Rio + 20, the side-actions 

by: Jessie Lin

            The much anticipated United Nations Conference on Sustainable Development, also known as Rio+20 takes place from June 20th to June 22nd in Rio de Janeiro, Brazil this year.  It marks the 20th anniversary of the 1992 Earth Summit which also took place in Rio.  During that same week, there will also be an international mobilization happening simultaneously called “The People’s Summit”.  The series of events will go on from June 15th to June 23rd.  Most of the representatives from ATTAC going to Rio will attend mainly the events at the People’s Summit.

June 20th, the opening day of the conference in Rio is also designated by the activists as the World Day of Mobilization for social justice and environment and to say “no to their version of green economy.”  In Rio de Janeiro a massive protest is set to take the streets.  Those of us who are staying in France will also have the chance to participate in an event held at the Place de la Bourse, a symbolic place which houses the Paris Stock Exchange and near the big Banking Power of France, BNP Paribas.  A lively scene is set to take place to denounce the commodification of the common goods.  A mock session will shape in the form in the auctioning of the Earth and its basic commodities involving players representing the World Bank, the Multinationals, and the big Banks.

It’s quite daunting to see that during every single big international conference, there are always side events put on with the great coordination and collaboration of collectives around the world.  In my personal point of view, events like the G20, World Water Forum, Rio + 20, etc. brings officials around the world together to show the world that they are merely attempting to do something with problems like climate change.  States like Russia and China always refuses to sign on with the majority because of political reasons.  Other developed nations will make big and empty promises and meaningless declarations.  As history has shown, those promises don’t really mean much.  Because, honestly speaking who is held responsible when a certain demand isn’t made?  In the end, these conferences end up being a big waste of time, energy, and money.  Heads of States walk away putting blames on each other while the public gets disappointed once again.

Side events such as the People’s summit, as well as other events taking place at the same time in the world are the heart of the discussions and actions.  It was simply amazing this last two years to see movements after movements that took place one after another.  The movements reinforced each other into the series of mobilizations happening in the world today.  If these chains of events sustain and keep going, it will become harder for the international community to ignore.  We, the citizens of the world, are the ones who need to hold the International organizations such as the World Bank, the UN, the IMF, the G20 etc. responsible for the promises and actions they make.  The process is long and frustrating, but as long as the pressure sustains itself and keeps growing, it will be hard to overlook.


I attended the event at the Place de la Bourse expecting to see an enormous crowd of people almost in an “occupy mode” in front of the Bourse.  However, when I arrived, I was a little disappointed by what I saw.  There were probably only fifty people present.  The only activities going on were a few people playing drums, a big ball representing the earth being passed around, and a few people dressed up as rich corporates with fake 500 Euro bills trying to buy “nature”.  There were a few TV cameras and photographers present.  The biggest NGO presence at the scene was probably Friends of the Earth, while only a few ATTAC members were there.  The entire event lasted for less than an hour.

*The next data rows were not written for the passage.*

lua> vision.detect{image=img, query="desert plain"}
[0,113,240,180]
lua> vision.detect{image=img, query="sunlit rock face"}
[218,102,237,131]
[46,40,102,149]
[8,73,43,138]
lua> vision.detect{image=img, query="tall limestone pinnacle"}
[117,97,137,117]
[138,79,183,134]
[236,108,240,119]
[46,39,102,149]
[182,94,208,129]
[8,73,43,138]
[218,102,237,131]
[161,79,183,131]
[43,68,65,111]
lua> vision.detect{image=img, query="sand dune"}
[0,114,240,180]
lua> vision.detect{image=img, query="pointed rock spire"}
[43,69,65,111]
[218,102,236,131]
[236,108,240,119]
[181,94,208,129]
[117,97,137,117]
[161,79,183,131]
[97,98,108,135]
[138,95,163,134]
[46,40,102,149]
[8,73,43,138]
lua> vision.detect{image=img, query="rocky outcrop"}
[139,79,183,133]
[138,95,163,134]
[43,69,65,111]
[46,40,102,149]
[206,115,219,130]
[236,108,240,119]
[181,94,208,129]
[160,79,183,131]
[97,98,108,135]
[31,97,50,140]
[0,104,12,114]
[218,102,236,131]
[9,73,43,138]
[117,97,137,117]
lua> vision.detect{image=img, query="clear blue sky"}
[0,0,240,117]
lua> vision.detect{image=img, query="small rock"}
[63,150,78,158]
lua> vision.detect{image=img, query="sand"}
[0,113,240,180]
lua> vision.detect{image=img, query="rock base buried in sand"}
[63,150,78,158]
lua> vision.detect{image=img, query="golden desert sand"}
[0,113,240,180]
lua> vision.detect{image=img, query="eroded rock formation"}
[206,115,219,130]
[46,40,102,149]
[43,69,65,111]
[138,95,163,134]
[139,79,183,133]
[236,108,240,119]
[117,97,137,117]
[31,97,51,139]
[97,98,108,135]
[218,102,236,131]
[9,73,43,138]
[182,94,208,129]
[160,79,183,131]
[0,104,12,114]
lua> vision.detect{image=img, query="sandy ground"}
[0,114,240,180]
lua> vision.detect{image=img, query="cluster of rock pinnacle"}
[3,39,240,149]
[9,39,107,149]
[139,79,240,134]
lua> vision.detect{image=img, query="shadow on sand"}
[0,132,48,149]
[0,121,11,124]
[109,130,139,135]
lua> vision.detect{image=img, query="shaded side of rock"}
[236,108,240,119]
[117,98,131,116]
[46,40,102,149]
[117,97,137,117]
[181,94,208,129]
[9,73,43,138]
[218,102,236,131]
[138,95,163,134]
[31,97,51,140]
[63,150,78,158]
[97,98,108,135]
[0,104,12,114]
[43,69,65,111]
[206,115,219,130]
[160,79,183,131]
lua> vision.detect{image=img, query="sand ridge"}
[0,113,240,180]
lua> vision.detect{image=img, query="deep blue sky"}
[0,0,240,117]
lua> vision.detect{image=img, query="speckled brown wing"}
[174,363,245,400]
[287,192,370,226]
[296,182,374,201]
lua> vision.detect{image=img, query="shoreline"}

I later discussed with Gilles, one of the organizers of this event from ATTAC regarding my thoughts.  He told me that in general it is very hard to mobilize in Paris over environmental issues.  Social issues seem to be more at the heart of discussions of Parisians, though we both agreed that the two issues are not mutually exclusive of each other.  The event also took place at noon, when it was hard for people to leave work in order to participate.  Gilles told me that the idea of this mobilization was supposed to be more symbolic than active.  However, I felt like ATTAC could’ve done more to advertise the event.  I asked a week ago why there is not information on the ATTAC website regarding this day of mobilization?  It was agreed that we should do something, but nothing ever got done.  Therefore, the diffusion of information from the very first place was sparse.  Nevertheless, an action took place, and at least the ideology was spread.

What I would like to see in the future is events like this take place more frequently in Taiwan.  An international event is taking place to discuss the issues affect all citizens of the world.  It’s true that traditionally Taiwan hasn’t had a strong mobilizing force, and given Taiwan’s history, our country has always been excluded in many international events and talks.  But I think now with so many networks around, it would be more and more manageable for NGOs inside Taiwan to coordinate with each other and put on even just a small demonstration to show the people what is happening in the world and why we should care.  In my opinion, everything starts with knowledge of an issue.  People are often idle because they simply are in the dark.  But the times are changing (aren’t they always?) so we can only hope for the best!